- Born: Pavlyna Shapovalenko 11 September 1949 Vonihove [uk], Tiachiv, Zakarpattia Oblast, Ukrainian SSR, Soviet Union
- Died: 27 April 2020 (aged 70)
- Occupation: Milk machine operator
- Years active: 1963–2020
- Awards: Hero of Ukraine; Order of the Red Banner of Labour; Order of Lenin;

= Pavlyna Shapovalenko =

Ukrainian milk machine operator (1949–2020)

Pavlyna Shapovalenko (Шаповаленко Павлина Михайлівна; 11 September 1949 – 27 April 2020) was a Ukrainian milk machine operator who worked in Tiachiv later the Sumy Raion. She worked on state farms during her life and worked to maximise productivity of the animals on the farm and collected a large amount of milk from cows. Shapovalenko received the government issued Order of the Red Banner of Labour in 1973, the Order of Lenin in 1977, and was made a Hero of Ukraine in 2001.

==Biography==
On 11 September 1949, Shapovalenko was born in the village of Vonihove, in the district of Tiachiv, Zakarpattia Oblast. She graduated from the Vonigiv eight-year school in 1964. According to her, she became interested in science after reading about record-setting milkmaid Maria Savchenko in a newspaper. Spahovalenko began working at the state farm called Ilyich's Testament as a milkmaid when she was fourteen years old. During this time, she became well known in the local area and achieved the record of becoming the first milkmaid to extract 6500 L of milk from a single cow per year. Shapovalenko would later work on the Verkhovyna state farm in the Vonihiv branch between 1966 and 1969.

She relocated to the village of Velyki Vilmy in the Sumy Raion, located in the Sumy Oblast in 1969. Shapovalenko had planned to live in the village on a seasonal basis but she remained there for the rest of her life. She was employed as a milking machine operator on the dairy farm of the collective farm called "May Day" (today the agricultural production cooperative "Agrofirm" May Day). Shapovalenko assisted in helping the farm to raise heifers for the group she worked with and was able to milk a firstborn. She worked to maximise the productivity of the animals on the farm. She was one of the first people in the Sumy Raion to collect 5000 kg then 6000 kg of milk from cows annually. In 1973, Shapovlaneko received the government issued Order of the Red Banner of Labour and the Order of Lenin four years later. She milked a total of 184168 kg as well as 6572 kg from a single cow in 2000. Shapovlaneko was made a Hero of Ukraine by president Leonid Kuchma in November 2001 "For many years of selfless work in agriculture,
the achievement of the highest rates in the region on milk yield".
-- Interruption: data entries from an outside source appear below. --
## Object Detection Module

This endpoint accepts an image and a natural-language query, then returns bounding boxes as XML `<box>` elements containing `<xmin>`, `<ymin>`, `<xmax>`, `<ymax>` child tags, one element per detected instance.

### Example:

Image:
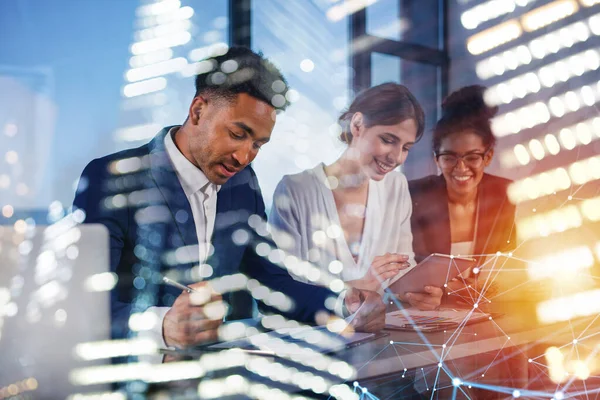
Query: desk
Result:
<box><xmin>339</xmin><ymin>303</ymin><xmax>600</xmax><ymax>395</ymax></box>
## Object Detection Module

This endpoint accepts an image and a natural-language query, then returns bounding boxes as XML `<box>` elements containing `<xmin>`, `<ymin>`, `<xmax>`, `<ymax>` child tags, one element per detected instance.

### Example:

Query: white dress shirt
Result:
<box><xmin>140</xmin><ymin>127</ymin><xmax>221</xmax><ymax>363</ymax></box>
<box><xmin>269</xmin><ymin>164</ymin><xmax>416</xmax><ymax>292</ymax></box>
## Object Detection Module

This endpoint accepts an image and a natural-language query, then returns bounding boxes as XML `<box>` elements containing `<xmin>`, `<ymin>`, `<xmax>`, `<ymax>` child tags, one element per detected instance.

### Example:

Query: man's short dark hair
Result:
<box><xmin>196</xmin><ymin>46</ymin><xmax>289</xmax><ymax>110</ymax></box>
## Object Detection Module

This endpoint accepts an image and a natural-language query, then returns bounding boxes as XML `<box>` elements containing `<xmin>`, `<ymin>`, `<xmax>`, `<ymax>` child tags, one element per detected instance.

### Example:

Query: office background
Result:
<box><xmin>0</xmin><ymin>0</ymin><xmax>600</xmax><ymax>366</ymax></box>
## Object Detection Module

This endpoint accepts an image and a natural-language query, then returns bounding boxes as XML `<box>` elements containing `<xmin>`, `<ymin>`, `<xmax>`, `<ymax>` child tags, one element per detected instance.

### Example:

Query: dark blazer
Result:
<box><xmin>408</xmin><ymin>174</ymin><xmax>516</xmax><ymax>262</ymax></box>
<box><xmin>73</xmin><ymin>127</ymin><xmax>337</xmax><ymax>337</ymax></box>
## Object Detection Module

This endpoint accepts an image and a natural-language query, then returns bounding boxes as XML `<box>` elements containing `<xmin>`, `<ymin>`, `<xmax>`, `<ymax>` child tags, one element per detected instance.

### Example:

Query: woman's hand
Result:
<box><xmin>398</xmin><ymin>286</ymin><xmax>444</xmax><ymax>311</ymax></box>
<box><xmin>347</xmin><ymin>253</ymin><xmax>410</xmax><ymax>291</ymax></box>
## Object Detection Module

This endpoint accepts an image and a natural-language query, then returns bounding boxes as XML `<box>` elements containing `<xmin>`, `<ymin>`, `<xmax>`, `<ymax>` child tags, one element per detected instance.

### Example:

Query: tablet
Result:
<box><xmin>389</xmin><ymin>253</ymin><xmax>476</xmax><ymax>294</ymax></box>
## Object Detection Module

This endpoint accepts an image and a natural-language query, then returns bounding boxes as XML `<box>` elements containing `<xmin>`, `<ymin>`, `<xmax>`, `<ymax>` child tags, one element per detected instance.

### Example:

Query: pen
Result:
<box><xmin>163</xmin><ymin>276</ymin><xmax>195</xmax><ymax>293</ymax></box>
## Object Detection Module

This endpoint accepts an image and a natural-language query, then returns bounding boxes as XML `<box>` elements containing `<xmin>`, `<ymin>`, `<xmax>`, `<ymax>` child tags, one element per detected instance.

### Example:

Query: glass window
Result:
<box><xmin>401</xmin><ymin>60</ymin><xmax>440</xmax><ymax>179</ymax></box>
<box><xmin>371</xmin><ymin>53</ymin><xmax>402</xmax><ymax>86</ymax></box>
<box><xmin>251</xmin><ymin>0</ymin><xmax>350</xmax><ymax>207</ymax></box>
<box><xmin>366</xmin><ymin>0</ymin><xmax>407</xmax><ymax>41</ymax></box>
<box><xmin>402</xmin><ymin>0</ymin><xmax>443</xmax><ymax>49</ymax></box>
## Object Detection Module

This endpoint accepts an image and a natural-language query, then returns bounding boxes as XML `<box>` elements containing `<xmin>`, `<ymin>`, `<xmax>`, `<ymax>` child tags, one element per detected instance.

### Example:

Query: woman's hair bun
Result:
<box><xmin>442</xmin><ymin>85</ymin><xmax>498</xmax><ymax>119</ymax></box>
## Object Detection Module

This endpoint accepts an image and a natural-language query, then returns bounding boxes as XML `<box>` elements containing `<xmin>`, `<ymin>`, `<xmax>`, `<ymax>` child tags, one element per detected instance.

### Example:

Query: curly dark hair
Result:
<box><xmin>196</xmin><ymin>46</ymin><xmax>289</xmax><ymax>110</ymax></box>
<box><xmin>432</xmin><ymin>85</ymin><xmax>498</xmax><ymax>154</ymax></box>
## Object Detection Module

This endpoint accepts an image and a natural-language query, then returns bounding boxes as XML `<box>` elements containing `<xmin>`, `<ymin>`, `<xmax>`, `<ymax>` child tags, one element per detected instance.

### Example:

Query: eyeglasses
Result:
<box><xmin>435</xmin><ymin>149</ymin><xmax>490</xmax><ymax>168</ymax></box>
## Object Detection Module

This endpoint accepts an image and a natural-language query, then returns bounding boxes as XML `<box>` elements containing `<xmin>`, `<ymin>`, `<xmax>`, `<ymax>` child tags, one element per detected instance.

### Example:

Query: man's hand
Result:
<box><xmin>398</xmin><ymin>286</ymin><xmax>444</xmax><ymax>311</ymax></box>
<box><xmin>347</xmin><ymin>253</ymin><xmax>410</xmax><ymax>290</ymax></box>
<box><xmin>344</xmin><ymin>287</ymin><xmax>385</xmax><ymax>332</ymax></box>
<box><xmin>163</xmin><ymin>282</ymin><xmax>225</xmax><ymax>348</ymax></box>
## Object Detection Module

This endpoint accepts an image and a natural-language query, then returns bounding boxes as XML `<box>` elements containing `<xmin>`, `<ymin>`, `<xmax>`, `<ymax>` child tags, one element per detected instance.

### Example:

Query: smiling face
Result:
<box><xmin>350</xmin><ymin>113</ymin><xmax>417</xmax><ymax>181</ymax></box>
<box><xmin>175</xmin><ymin>93</ymin><xmax>275</xmax><ymax>185</ymax></box>
<box><xmin>436</xmin><ymin>132</ymin><xmax>494</xmax><ymax>196</ymax></box>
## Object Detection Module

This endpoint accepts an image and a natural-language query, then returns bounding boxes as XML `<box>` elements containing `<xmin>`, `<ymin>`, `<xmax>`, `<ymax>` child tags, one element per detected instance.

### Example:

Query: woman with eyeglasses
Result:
<box><xmin>409</xmin><ymin>86</ymin><xmax>516</xmax><ymax>299</ymax></box>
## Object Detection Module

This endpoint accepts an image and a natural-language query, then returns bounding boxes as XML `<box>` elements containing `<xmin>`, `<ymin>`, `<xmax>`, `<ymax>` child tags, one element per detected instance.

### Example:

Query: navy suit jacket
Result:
<box><xmin>74</xmin><ymin>127</ymin><xmax>337</xmax><ymax>337</ymax></box>
<box><xmin>408</xmin><ymin>174</ymin><xmax>517</xmax><ymax>263</ymax></box>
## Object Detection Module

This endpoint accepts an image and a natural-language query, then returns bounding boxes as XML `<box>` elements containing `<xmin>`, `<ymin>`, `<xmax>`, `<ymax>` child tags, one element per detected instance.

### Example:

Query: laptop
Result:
<box><xmin>0</xmin><ymin>223</ymin><xmax>113</xmax><ymax>399</ymax></box>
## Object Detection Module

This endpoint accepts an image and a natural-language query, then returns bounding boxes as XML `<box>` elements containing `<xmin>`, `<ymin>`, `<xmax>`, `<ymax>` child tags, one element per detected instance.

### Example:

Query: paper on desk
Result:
<box><xmin>210</xmin><ymin>326</ymin><xmax>375</xmax><ymax>355</ymax></box>
<box><xmin>385</xmin><ymin>308</ymin><xmax>489</xmax><ymax>328</ymax></box>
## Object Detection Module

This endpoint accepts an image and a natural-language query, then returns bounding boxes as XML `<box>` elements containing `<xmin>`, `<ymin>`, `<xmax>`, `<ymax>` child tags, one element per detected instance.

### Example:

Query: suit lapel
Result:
<box><xmin>206</xmin><ymin>181</ymin><xmax>239</xmax><ymax>275</ymax></box>
<box><xmin>149</xmin><ymin>127</ymin><xmax>198</xmax><ymax>246</ymax></box>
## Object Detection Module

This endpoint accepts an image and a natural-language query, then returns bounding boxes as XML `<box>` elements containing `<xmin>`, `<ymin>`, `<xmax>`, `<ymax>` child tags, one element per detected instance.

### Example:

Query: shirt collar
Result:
<box><xmin>165</xmin><ymin>126</ymin><xmax>221</xmax><ymax>196</ymax></box>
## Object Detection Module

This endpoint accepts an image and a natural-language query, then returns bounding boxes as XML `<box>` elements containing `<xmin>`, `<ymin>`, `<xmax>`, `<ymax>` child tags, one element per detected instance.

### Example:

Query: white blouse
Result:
<box><xmin>269</xmin><ymin>164</ymin><xmax>415</xmax><ymax>281</ymax></box>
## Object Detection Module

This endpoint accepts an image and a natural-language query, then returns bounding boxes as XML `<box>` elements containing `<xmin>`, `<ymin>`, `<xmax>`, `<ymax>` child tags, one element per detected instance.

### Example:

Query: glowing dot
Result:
<box><xmin>285</xmin><ymin>89</ymin><xmax>300</xmax><ymax>103</ymax></box>
<box><xmin>271</xmin><ymin>80</ymin><xmax>285</xmax><ymax>93</ymax></box>
<box><xmin>0</xmin><ymin>174</ymin><xmax>10</xmax><ymax>189</ymax></box>
<box><xmin>54</xmin><ymin>308</ymin><xmax>67</xmax><ymax>323</ymax></box>
<box><xmin>329</xmin><ymin>260</ymin><xmax>344</xmax><ymax>274</ymax></box>
<box><xmin>300</xmin><ymin>58</ymin><xmax>315</xmax><ymax>72</ymax></box>
<box><xmin>271</xmin><ymin>94</ymin><xmax>285</xmax><ymax>107</ymax></box>
<box><xmin>2</xmin><ymin>204</ymin><xmax>15</xmax><ymax>218</ymax></box>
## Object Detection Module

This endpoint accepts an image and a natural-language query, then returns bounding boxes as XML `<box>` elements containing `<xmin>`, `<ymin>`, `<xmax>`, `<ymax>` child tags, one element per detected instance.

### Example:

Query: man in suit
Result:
<box><xmin>74</xmin><ymin>47</ymin><xmax>385</xmax><ymax>348</ymax></box>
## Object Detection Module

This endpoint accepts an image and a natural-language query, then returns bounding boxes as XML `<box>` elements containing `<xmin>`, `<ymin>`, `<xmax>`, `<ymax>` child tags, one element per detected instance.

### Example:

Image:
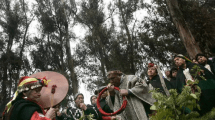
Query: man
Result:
<box><xmin>174</xmin><ymin>54</ymin><xmax>215</xmax><ymax>115</ymax></box>
<box><xmin>195</xmin><ymin>53</ymin><xmax>215</xmax><ymax>75</ymax></box>
<box><xmin>95</xmin><ymin>86</ymin><xmax>113</xmax><ymax>120</ymax></box>
<box><xmin>67</xmin><ymin>93</ymin><xmax>98</xmax><ymax>120</ymax></box>
<box><xmin>107</xmin><ymin>70</ymin><xmax>155</xmax><ymax>120</ymax></box>
<box><xmin>147</xmin><ymin>63</ymin><xmax>171</xmax><ymax>95</ymax></box>
<box><xmin>165</xmin><ymin>70</ymin><xmax>171</xmax><ymax>81</ymax></box>
<box><xmin>170</xmin><ymin>67</ymin><xmax>178</xmax><ymax>89</ymax></box>
<box><xmin>90</xmin><ymin>95</ymin><xmax>97</xmax><ymax>106</ymax></box>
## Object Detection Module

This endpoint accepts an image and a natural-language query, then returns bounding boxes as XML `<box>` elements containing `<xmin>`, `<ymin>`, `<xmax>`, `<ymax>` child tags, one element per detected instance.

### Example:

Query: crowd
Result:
<box><xmin>3</xmin><ymin>54</ymin><xmax>215</xmax><ymax>120</ymax></box>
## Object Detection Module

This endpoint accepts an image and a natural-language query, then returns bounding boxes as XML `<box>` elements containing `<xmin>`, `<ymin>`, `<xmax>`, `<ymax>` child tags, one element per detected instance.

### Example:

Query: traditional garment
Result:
<box><xmin>176</xmin><ymin>61</ymin><xmax>215</xmax><ymax>115</ymax></box>
<box><xmin>170</xmin><ymin>77</ymin><xmax>177</xmax><ymax>89</ymax></box>
<box><xmin>67</xmin><ymin>105</ymin><xmax>98</xmax><ymax>120</ymax></box>
<box><xmin>107</xmin><ymin>75</ymin><xmax>155</xmax><ymax>120</ymax></box>
<box><xmin>149</xmin><ymin>75</ymin><xmax>171</xmax><ymax>94</ymax></box>
<box><xmin>96</xmin><ymin>98</ymin><xmax>113</xmax><ymax>120</ymax></box>
<box><xmin>3</xmin><ymin>97</ymin><xmax>51</xmax><ymax>120</ymax></box>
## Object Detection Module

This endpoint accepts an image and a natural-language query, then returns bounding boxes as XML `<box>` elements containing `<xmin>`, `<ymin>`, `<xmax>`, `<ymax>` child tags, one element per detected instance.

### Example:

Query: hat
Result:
<box><xmin>74</xmin><ymin>93</ymin><xmax>84</xmax><ymax>100</ymax></box>
<box><xmin>90</xmin><ymin>95</ymin><xmax>97</xmax><ymax>104</ymax></box>
<box><xmin>94</xmin><ymin>86</ymin><xmax>106</xmax><ymax>95</ymax></box>
<box><xmin>195</xmin><ymin>53</ymin><xmax>207</xmax><ymax>61</ymax></box>
<box><xmin>7</xmin><ymin>76</ymin><xmax>51</xmax><ymax>112</ymax></box>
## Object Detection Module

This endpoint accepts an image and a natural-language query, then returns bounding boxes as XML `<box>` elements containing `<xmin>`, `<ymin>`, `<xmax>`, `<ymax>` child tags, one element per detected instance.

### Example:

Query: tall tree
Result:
<box><xmin>166</xmin><ymin>0</ymin><xmax>201</xmax><ymax>58</ymax></box>
<box><xmin>32</xmin><ymin>0</ymin><xmax>78</xmax><ymax>104</ymax></box>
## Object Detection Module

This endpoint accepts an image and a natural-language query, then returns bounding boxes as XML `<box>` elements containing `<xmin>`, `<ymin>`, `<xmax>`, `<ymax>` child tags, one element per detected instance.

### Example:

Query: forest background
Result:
<box><xmin>0</xmin><ymin>0</ymin><xmax>215</xmax><ymax>113</ymax></box>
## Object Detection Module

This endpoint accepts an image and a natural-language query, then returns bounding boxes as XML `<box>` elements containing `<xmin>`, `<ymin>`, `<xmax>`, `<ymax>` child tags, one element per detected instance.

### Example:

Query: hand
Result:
<box><xmin>80</xmin><ymin>103</ymin><xmax>87</xmax><ymax>110</ymax></box>
<box><xmin>45</xmin><ymin>108</ymin><xmax>56</xmax><ymax>120</ymax></box>
<box><xmin>107</xmin><ymin>83</ymin><xmax>114</xmax><ymax>92</ymax></box>
<box><xmin>57</xmin><ymin>111</ymin><xmax>61</xmax><ymax>116</ymax></box>
<box><xmin>119</xmin><ymin>89</ymin><xmax>128</xmax><ymax>96</ymax></box>
<box><xmin>111</xmin><ymin>116</ymin><xmax>116</xmax><ymax>120</ymax></box>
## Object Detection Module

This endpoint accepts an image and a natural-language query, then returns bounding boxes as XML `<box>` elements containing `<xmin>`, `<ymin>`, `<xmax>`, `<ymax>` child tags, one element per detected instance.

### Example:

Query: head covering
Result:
<box><xmin>7</xmin><ymin>76</ymin><xmax>51</xmax><ymax>111</ymax></box>
<box><xmin>94</xmin><ymin>86</ymin><xmax>106</xmax><ymax>95</ymax></box>
<box><xmin>107</xmin><ymin>70</ymin><xmax>122</xmax><ymax>76</ymax></box>
<box><xmin>174</xmin><ymin>54</ymin><xmax>192</xmax><ymax>62</ymax></box>
<box><xmin>74</xmin><ymin>93</ymin><xmax>84</xmax><ymax>100</ymax></box>
<box><xmin>170</xmin><ymin>67</ymin><xmax>178</xmax><ymax>78</ymax></box>
<box><xmin>195</xmin><ymin>53</ymin><xmax>207</xmax><ymax>61</ymax></box>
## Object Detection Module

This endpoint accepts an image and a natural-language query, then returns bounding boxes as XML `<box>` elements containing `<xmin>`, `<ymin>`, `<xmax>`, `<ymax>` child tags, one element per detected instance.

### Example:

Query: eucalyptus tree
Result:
<box><xmin>0</xmin><ymin>0</ymin><xmax>32</xmax><ymax>109</ymax></box>
<box><xmin>31</xmin><ymin>0</ymin><xmax>78</xmax><ymax>103</ymax></box>
<box><xmin>150</xmin><ymin>0</ymin><xmax>214</xmax><ymax>58</ymax></box>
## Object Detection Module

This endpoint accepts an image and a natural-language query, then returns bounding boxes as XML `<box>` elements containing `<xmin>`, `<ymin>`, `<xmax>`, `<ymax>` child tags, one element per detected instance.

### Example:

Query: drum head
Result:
<box><xmin>30</xmin><ymin>71</ymin><xmax>69</xmax><ymax>108</ymax></box>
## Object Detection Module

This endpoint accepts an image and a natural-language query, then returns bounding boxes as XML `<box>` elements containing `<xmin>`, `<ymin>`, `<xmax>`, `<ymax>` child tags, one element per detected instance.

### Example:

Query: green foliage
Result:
<box><xmin>150</xmin><ymin>65</ymin><xmax>215</xmax><ymax>120</ymax></box>
<box><xmin>79</xmin><ymin>111</ymin><xmax>94</xmax><ymax>120</ymax></box>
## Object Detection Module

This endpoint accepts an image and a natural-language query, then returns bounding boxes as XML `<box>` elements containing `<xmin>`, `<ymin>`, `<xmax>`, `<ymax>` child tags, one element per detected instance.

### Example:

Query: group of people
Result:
<box><xmin>3</xmin><ymin>54</ymin><xmax>215</xmax><ymax>120</ymax></box>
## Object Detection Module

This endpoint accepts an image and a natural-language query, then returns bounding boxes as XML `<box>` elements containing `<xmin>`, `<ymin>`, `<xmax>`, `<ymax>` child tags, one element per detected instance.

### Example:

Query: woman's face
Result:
<box><xmin>23</xmin><ymin>87</ymin><xmax>42</xmax><ymax>102</ymax></box>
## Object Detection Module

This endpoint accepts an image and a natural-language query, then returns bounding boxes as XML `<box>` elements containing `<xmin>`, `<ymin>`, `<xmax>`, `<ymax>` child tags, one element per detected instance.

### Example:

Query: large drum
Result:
<box><xmin>30</xmin><ymin>71</ymin><xmax>69</xmax><ymax>108</ymax></box>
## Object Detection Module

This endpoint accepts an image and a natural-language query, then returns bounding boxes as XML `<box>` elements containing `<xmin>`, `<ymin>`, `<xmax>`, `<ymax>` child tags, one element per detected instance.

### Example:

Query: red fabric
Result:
<box><xmin>31</xmin><ymin>111</ymin><xmax>51</xmax><ymax>120</ymax></box>
<box><xmin>97</xmin><ymin>87</ymin><xmax>127</xmax><ymax>120</ymax></box>
<box><xmin>18</xmin><ymin>76</ymin><xmax>30</xmax><ymax>85</ymax></box>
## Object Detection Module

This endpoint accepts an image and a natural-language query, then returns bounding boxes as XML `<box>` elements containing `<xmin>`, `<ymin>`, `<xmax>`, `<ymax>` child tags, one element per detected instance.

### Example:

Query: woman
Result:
<box><xmin>3</xmin><ymin>76</ymin><xmax>55</xmax><ymax>120</ymax></box>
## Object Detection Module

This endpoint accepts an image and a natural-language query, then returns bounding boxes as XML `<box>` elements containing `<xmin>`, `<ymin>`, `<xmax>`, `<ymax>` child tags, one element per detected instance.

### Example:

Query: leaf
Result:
<box><xmin>190</xmin><ymin>93</ymin><xmax>197</xmax><ymax>99</ymax></box>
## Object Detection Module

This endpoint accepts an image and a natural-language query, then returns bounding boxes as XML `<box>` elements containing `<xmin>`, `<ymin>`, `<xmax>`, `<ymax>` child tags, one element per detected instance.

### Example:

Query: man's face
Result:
<box><xmin>108</xmin><ymin>73</ymin><xmax>120</xmax><ymax>87</ymax></box>
<box><xmin>174</xmin><ymin>57</ymin><xmax>185</xmax><ymax>67</ymax></box>
<box><xmin>197</xmin><ymin>56</ymin><xmax>207</xmax><ymax>65</ymax></box>
<box><xmin>172</xmin><ymin>70</ymin><xmax>177</xmax><ymax>77</ymax></box>
<box><xmin>75</xmin><ymin>95</ymin><xmax>84</xmax><ymax>107</ymax></box>
<box><xmin>23</xmin><ymin>87</ymin><xmax>42</xmax><ymax>102</ymax></box>
<box><xmin>165</xmin><ymin>71</ymin><xmax>170</xmax><ymax>77</ymax></box>
<box><xmin>91</xmin><ymin>96</ymin><xmax>97</xmax><ymax>104</ymax></box>
<box><xmin>101</xmin><ymin>91</ymin><xmax>107</xmax><ymax>98</ymax></box>
<box><xmin>147</xmin><ymin>67</ymin><xmax>157</xmax><ymax>77</ymax></box>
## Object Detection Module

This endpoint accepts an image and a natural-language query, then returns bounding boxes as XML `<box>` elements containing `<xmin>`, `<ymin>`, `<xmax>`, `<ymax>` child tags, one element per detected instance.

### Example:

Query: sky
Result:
<box><xmin>16</xmin><ymin>0</ymin><xmax>151</xmax><ymax>104</ymax></box>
During her life, she had collected approximately 3600 t of milk. On three occasions, she was elected to serve as a deputy on the regional council. Upon her retiring, Shapovlaneko opened a school for milkmaids, and attracts breeders from not just the Sumy Raion but also from other neighbouring districts and obalsts. She was the organiser and honorary president of a club called six thousand. She was married to the animal husbandry worker Mikhail Ivanovich, with whom she had two children. Shapovalenko died on 27 April 2020 and was buried in the village of Velyki Vilmy.